Es war ein angespannter Tag: In mehreren Landeshauptstädten war die Polizei aufgezogen, um die Wahl des neuen Präsidenten zu schützen. Immer wieder in den letzten Wochen sind Abgeordnete und Wahlmitarbeiter bedroht worden, am Wochenende waren bei gewalttätigen Demonstrationen von Trump-Anhängern vier Menschen verletzt worden, einer starb. Gestern blieb es ruhig. Im Parlament von Michigan, wo das FBI vor der Wahl die Entführung von Gouverneurin Widmer durch rechte Extremisten verhindert hatte, wurden die Wahlleute trotzdem vorsichtshalber isoliert, alle Abgeordnetenbüros blieben geschlossen, es war kein Publikum zugelassen bei der Wahl.
Die Resultate seien mit dem heutigen Tag final, sagte die Gouverneurin und forderte auf, nach vorne zu schauen als geeintes Amerika, und gemeinsam den Kampf gegen Covid zu führen: Mehr als 300.000 Menschen sind inzwischen in der Pandemie gestorben.

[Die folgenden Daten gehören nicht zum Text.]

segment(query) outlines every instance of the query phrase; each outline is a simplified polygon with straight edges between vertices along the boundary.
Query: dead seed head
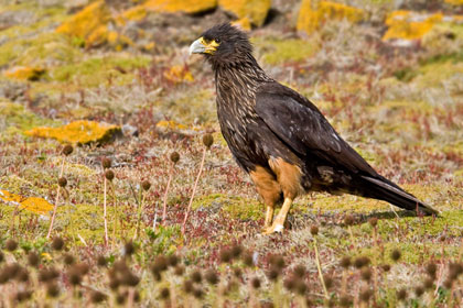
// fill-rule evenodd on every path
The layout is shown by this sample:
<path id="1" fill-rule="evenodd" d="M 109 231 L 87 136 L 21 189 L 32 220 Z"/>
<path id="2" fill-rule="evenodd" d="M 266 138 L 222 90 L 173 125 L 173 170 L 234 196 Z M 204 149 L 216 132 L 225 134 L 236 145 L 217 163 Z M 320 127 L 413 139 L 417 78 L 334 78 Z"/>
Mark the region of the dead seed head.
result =
<path id="1" fill-rule="evenodd" d="M 432 289 L 434 287 L 434 279 L 432 278 L 426 278 L 423 283 L 423 287 L 426 289 Z"/>
<path id="2" fill-rule="evenodd" d="M 94 304 L 98 304 L 101 302 L 106 299 L 106 295 L 104 295 L 103 293 L 98 292 L 98 290 L 94 290 L 91 292 L 90 295 L 90 301 Z"/>
<path id="3" fill-rule="evenodd" d="M 271 255 L 270 264 L 274 270 L 280 272 L 284 268 L 284 258 L 281 255 Z"/>
<path id="4" fill-rule="evenodd" d="M 158 255 L 157 258 L 154 258 L 153 264 L 151 265 L 151 271 L 153 273 L 162 273 L 165 270 L 168 270 L 168 260 L 165 256 Z"/>
<path id="5" fill-rule="evenodd" d="M 208 270 L 206 272 L 206 274 L 204 275 L 204 277 L 206 278 L 206 280 L 211 284 L 211 285 L 216 285 L 218 284 L 218 276 L 217 274 L 214 272 L 214 270 Z"/>
<path id="6" fill-rule="evenodd" d="M 352 304 L 351 297 L 348 297 L 347 295 L 341 296 L 341 298 L 340 298 L 341 307 L 349 307 L 351 304 Z"/>
<path id="7" fill-rule="evenodd" d="M 245 253 L 243 255 L 243 262 L 245 263 L 246 266 L 252 266 L 254 265 L 252 254 L 250 252 Z"/>
<path id="8" fill-rule="evenodd" d="M 340 261 L 340 265 L 343 268 L 348 268 L 351 266 L 351 257 L 349 256 L 343 256 Z"/>
<path id="9" fill-rule="evenodd" d="M 105 267 L 108 264 L 108 261 L 104 255 L 98 255 L 97 257 L 97 265 L 100 267 Z"/>
<path id="10" fill-rule="evenodd" d="M 397 299 L 405 300 L 407 298 L 407 290 L 405 288 L 397 292 Z"/>
<path id="11" fill-rule="evenodd" d="M 423 293 L 424 288 L 422 286 L 414 287 L 414 294 L 417 295 L 417 297 L 420 297 L 421 295 L 423 295 Z"/>
<path id="12" fill-rule="evenodd" d="M 17 250 L 17 248 L 18 248 L 18 242 L 17 241 L 14 241 L 14 240 L 12 240 L 12 239 L 10 239 L 10 240 L 8 240 L 7 241 L 7 243 L 4 244 L 4 248 L 8 250 L 8 251 L 15 251 Z"/>
<path id="13" fill-rule="evenodd" d="M 232 252 L 228 249 L 223 249 L 220 251 L 220 262 L 222 263 L 232 262 Z"/>
<path id="14" fill-rule="evenodd" d="M 110 167 L 111 167 L 111 160 L 110 158 L 108 158 L 108 157 L 103 157 L 103 160 L 101 160 L 101 166 L 105 168 L 105 169 L 109 169 Z"/>
<path id="15" fill-rule="evenodd" d="M 183 276 L 184 273 L 185 273 L 185 267 L 183 265 L 175 266 L 174 274 L 176 276 Z"/>
<path id="16" fill-rule="evenodd" d="M 429 263 L 426 266 L 426 272 L 430 277 L 435 278 L 435 272 L 438 272 L 438 266 L 435 265 L 435 263 Z"/>
<path id="17" fill-rule="evenodd" d="M 397 262 L 397 261 L 400 260 L 401 255 L 402 254 L 400 253 L 400 251 L 396 249 L 390 253 L 390 258 L 392 258 L 395 262 Z"/>
<path id="18" fill-rule="evenodd" d="M 172 152 L 171 153 L 171 162 L 176 164 L 180 161 L 180 154 L 177 152 Z"/>
<path id="19" fill-rule="evenodd" d="M 304 295 L 308 290 L 308 285 L 303 280 L 298 280 L 294 289 L 299 295 Z"/>
<path id="20" fill-rule="evenodd" d="M 143 180 L 141 183 L 141 188 L 143 188 L 144 191 L 148 191 L 151 188 L 151 183 L 149 180 Z"/>
<path id="21" fill-rule="evenodd" d="M 171 292 L 169 290 L 169 288 L 162 288 L 160 292 L 160 296 L 163 300 L 169 299 L 169 297 L 171 296 Z"/>
<path id="22" fill-rule="evenodd" d="M 46 286 L 46 295 L 50 297 L 57 297 L 60 295 L 60 288 L 55 283 L 51 283 Z"/>
<path id="23" fill-rule="evenodd" d="M 376 228 L 376 226 L 378 224 L 378 219 L 376 217 L 372 217 L 370 219 L 368 219 L 368 223 L 373 227 Z"/>
<path id="24" fill-rule="evenodd" d="M 235 268 L 233 268 L 233 274 L 235 275 L 235 277 L 237 277 L 239 279 L 239 278 L 241 278 L 243 271 L 241 271 L 241 268 L 235 267 Z"/>
<path id="25" fill-rule="evenodd" d="M 129 241 L 123 245 L 123 255 L 130 256 L 134 253 L 134 251 L 136 251 L 136 248 L 132 241 Z"/>
<path id="26" fill-rule="evenodd" d="M 232 253 L 232 257 L 234 257 L 234 258 L 239 257 L 241 255 L 241 253 L 243 253 L 243 246 L 240 246 L 240 245 L 234 245 L 230 249 L 230 253 Z"/>
<path id="27" fill-rule="evenodd" d="M 203 293 L 203 290 L 202 290 L 201 288 L 195 288 L 195 289 L 193 290 L 193 296 L 194 296 L 196 299 L 201 299 L 201 298 L 203 298 L 203 295 L 204 295 L 204 293 Z"/>
<path id="28" fill-rule="evenodd" d="M 205 134 L 203 136 L 203 143 L 207 148 L 211 148 L 211 145 L 214 143 L 214 138 L 212 134 Z"/>
<path id="29" fill-rule="evenodd" d="M 168 265 L 175 267 L 176 264 L 179 264 L 179 257 L 174 254 L 171 254 L 170 256 L 168 256 Z"/>
<path id="30" fill-rule="evenodd" d="M 66 253 L 64 255 L 63 261 L 64 261 L 64 264 L 66 264 L 66 265 L 73 265 L 74 262 L 75 262 L 74 256 L 69 253 Z"/>
<path id="31" fill-rule="evenodd" d="M 32 297 L 32 292 L 31 290 L 20 290 L 14 296 L 14 298 L 18 302 L 26 301 L 26 300 L 31 299 L 31 297 Z"/>
<path id="32" fill-rule="evenodd" d="M 62 238 L 57 237 L 53 239 L 52 249 L 55 251 L 61 251 L 64 248 L 64 241 Z"/>
<path id="33" fill-rule="evenodd" d="M 112 180 L 115 178 L 115 173 L 112 170 L 106 170 L 105 177 L 108 180 Z"/>
<path id="34" fill-rule="evenodd" d="M 360 271 L 362 279 L 369 282 L 372 279 L 372 271 L 368 267 L 363 267 Z"/>
<path id="35" fill-rule="evenodd" d="M 74 151 L 74 147 L 71 144 L 66 144 L 63 147 L 63 151 L 61 153 L 63 153 L 64 155 L 68 156 L 68 155 L 71 155 L 71 153 L 73 153 L 73 151 Z"/>
<path id="36" fill-rule="evenodd" d="M 295 288 L 298 279 L 294 277 L 290 277 L 288 279 L 284 280 L 283 286 L 288 289 L 288 290 L 293 290 Z"/>
<path id="37" fill-rule="evenodd" d="M 354 217 L 353 217 L 352 215 L 347 215 L 347 216 L 344 218 L 344 223 L 345 223 L 346 226 L 353 226 L 353 224 L 354 224 Z"/>
<path id="38" fill-rule="evenodd" d="M 186 294 L 193 293 L 193 282 L 192 280 L 184 280 L 183 282 L 183 290 Z"/>
<path id="39" fill-rule="evenodd" d="M 362 268 L 369 264 L 369 258 L 367 256 L 358 256 L 354 260 L 354 266 L 356 268 Z"/>
<path id="40" fill-rule="evenodd" d="M 370 289 L 364 289 L 360 292 L 360 300 L 362 301 L 368 301 L 372 297 L 373 293 Z"/>
<path id="41" fill-rule="evenodd" d="M 29 252 L 29 254 L 28 254 L 28 263 L 32 267 L 37 267 L 39 266 L 39 263 L 40 263 L 39 254 L 36 252 L 33 252 L 33 251 Z"/>
<path id="42" fill-rule="evenodd" d="M 302 264 L 299 264 L 294 267 L 293 271 L 294 277 L 303 278 L 305 276 L 305 266 Z"/>
<path id="43" fill-rule="evenodd" d="M 270 271 L 267 273 L 267 276 L 269 277 L 270 280 L 277 280 L 278 276 L 280 275 L 280 271 L 276 267 L 271 267 Z"/>
<path id="44" fill-rule="evenodd" d="M 316 226 L 312 226 L 312 227 L 310 228 L 310 233 L 311 233 L 313 237 L 315 237 L 316 234 L 319 234 L 319 227 L 316 227 Z"/>
<path id="45" fill-rule="evenodd" d="M 254 289 L 260 288 L 260 279 L 258 277 L 254 277 L 251 279 L 251 286 L 252 286 Z"/>
<path id="46" fill-rule="evenodd" d="M 60 185 L 60 187 L 66 187 L 66 185 L 67 185 L 67 179 L 65 178 L 65 177 L 60 177 L 58 178 L 58 185 Z"/>
<path id="47" fill-rule="evenodd" d="M 193 283 L 200 284 L 203 280 L 203 276 L 200 271 L 194 271 L 191 276 Z"/>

Wiederholen der Lügen zeigt Wirkung
Doch der amtierende Präsident versucht auch nach bald 60 Niederlagen vor Gericht mit allen Mitteln das Wahlergebnis zu kippen, spricht wahrheitwidrig weiterhin von Wahlbetrug, obwohl das Justiz- und das Heimatschutzministerium sowie die Behörde für Cybersicherheit keinerlei Hinweise für Wahlbetrug gefunden haben, beziehungsweise von der sichersten Wahl in der Geschichte der Vereinigten Staaten sprechen. Auch ein Grund für den Rücktritt von Justizminister Bill Barr am 23. Dezember. Trump will auch nicht mehr das Ergebnis des Wahlleutegremiums akzeptieren, wie er es Ende November noch gesagt hatte. Stattdessen behauptet er, er mache sich Sorgen, die USA bekämen einen unrechtmäßigen Präsidenten.

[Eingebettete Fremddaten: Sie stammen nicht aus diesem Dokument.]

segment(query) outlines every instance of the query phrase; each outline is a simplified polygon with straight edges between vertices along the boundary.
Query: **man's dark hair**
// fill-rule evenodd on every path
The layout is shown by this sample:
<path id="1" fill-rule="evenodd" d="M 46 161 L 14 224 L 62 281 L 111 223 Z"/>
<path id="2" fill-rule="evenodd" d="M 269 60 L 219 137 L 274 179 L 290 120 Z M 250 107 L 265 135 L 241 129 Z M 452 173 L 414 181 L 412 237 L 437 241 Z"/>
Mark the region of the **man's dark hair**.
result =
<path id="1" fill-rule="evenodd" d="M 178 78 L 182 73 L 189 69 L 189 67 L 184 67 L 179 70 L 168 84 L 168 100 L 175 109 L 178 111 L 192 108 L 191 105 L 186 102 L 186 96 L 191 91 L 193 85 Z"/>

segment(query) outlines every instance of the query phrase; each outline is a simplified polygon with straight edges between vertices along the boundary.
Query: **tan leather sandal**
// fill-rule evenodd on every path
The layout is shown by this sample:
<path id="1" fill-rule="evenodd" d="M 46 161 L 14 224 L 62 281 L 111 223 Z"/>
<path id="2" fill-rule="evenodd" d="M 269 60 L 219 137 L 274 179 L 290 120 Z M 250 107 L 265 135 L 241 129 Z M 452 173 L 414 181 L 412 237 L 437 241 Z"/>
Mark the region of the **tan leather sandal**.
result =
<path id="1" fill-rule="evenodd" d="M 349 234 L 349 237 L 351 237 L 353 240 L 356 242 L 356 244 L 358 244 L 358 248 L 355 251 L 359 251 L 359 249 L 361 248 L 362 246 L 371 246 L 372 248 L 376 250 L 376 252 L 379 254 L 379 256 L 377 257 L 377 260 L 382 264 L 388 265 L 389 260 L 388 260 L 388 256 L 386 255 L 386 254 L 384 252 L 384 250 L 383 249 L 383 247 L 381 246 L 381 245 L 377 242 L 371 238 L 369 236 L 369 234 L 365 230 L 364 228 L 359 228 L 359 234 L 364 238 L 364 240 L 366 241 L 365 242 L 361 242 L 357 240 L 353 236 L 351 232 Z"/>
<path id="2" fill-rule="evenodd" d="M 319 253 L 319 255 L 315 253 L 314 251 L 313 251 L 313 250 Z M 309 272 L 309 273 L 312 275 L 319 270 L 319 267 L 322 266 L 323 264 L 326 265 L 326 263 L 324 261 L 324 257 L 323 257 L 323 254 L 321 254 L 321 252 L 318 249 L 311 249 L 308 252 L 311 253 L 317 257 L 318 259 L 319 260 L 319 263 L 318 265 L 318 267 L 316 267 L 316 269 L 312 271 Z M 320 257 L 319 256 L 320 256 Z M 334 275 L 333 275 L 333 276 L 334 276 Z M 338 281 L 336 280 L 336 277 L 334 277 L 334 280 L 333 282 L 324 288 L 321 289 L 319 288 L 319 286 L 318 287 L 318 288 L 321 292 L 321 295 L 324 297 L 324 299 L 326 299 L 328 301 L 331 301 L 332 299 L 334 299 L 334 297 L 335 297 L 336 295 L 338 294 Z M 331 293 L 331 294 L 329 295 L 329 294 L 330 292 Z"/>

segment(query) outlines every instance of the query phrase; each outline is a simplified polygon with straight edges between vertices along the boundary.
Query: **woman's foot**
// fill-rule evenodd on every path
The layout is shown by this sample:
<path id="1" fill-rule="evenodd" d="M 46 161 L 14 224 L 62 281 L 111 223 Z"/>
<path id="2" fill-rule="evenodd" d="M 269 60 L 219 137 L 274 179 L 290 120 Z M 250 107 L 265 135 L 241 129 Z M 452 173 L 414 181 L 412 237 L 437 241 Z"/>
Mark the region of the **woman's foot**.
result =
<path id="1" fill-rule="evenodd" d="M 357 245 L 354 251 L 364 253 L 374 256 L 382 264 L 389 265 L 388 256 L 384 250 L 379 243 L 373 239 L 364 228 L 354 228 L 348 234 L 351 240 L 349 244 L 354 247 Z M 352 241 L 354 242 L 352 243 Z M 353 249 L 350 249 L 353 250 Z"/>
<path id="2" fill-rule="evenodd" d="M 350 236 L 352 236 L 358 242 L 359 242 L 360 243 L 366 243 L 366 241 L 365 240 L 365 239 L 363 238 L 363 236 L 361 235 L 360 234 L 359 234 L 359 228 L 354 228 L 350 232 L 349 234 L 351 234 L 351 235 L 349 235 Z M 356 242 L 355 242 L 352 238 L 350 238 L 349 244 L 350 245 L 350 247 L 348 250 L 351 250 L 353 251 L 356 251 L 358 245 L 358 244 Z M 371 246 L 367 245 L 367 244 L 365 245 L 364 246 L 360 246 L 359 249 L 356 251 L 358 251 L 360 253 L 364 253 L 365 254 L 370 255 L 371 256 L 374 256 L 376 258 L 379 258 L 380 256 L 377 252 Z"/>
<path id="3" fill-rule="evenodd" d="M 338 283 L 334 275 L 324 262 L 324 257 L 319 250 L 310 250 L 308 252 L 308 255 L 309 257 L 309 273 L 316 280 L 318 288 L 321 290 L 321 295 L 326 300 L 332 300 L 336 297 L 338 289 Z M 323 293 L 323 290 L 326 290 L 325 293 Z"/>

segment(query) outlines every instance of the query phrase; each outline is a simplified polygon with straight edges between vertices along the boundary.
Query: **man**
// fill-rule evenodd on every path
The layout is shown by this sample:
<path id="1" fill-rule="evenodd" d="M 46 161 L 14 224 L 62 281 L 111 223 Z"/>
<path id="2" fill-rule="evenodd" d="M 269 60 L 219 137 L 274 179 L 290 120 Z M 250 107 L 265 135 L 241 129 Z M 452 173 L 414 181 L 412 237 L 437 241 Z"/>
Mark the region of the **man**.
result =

Vereidigung von Joe Biden am 20. Januar
Das dauernde Wiederholen der Lügen zeigt Wirkung: Joe Biden habe die Wahl verloren, das glauben inzwischen die allermeisten republikanischen Wähler, und nur 18 Prozent von ihnen halten Joe Biden für den rechtmäßigen Präsidenten. Biden räumte in seiner Rede am Abend ein, es liege schwierige Arbeit vor ihm, und ausdrücklich kritisierte er die vor dem Supreme Court gescheiterte Klage von 18 republikanischen Bundesstaaten und der Mehrheit der republikanischen Abgeordneten im Kongress. Sie wollten die Wahlergebnisse in vier Bundesstaaten für ungültig erklären lassen. Das sei eine nie gesehene, extreme Position, die keinen Respekt zeige für den Willen der Bürger zeige, für den Rechtsstaat und die Verfassung.

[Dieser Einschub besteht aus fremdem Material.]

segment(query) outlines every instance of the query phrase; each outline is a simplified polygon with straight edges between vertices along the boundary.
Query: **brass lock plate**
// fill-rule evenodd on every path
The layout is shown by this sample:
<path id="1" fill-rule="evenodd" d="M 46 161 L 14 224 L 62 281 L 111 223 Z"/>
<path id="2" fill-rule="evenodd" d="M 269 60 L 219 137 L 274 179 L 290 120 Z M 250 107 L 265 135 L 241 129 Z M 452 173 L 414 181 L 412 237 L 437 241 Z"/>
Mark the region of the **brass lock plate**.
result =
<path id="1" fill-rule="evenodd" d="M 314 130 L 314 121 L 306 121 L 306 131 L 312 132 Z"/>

Die Republikaner im US-Kongress forderte der nächste Präsident zur Zusammenarbeit auf, zum Wohle des Landes. Nach der Bestätigung durch das Wahlleutegremium werden die Stimmen am 6. Januar in Washington vor beiden Kammern des US-Kongresses ausgezählt. Es könnte Einwände einzelner Senatoren und Abgeordneter geben, sie können aber nicht mehr verhindern, dass Joe Biden am 20. Januar zum neuen Präsidenten der USA vereidigt wird.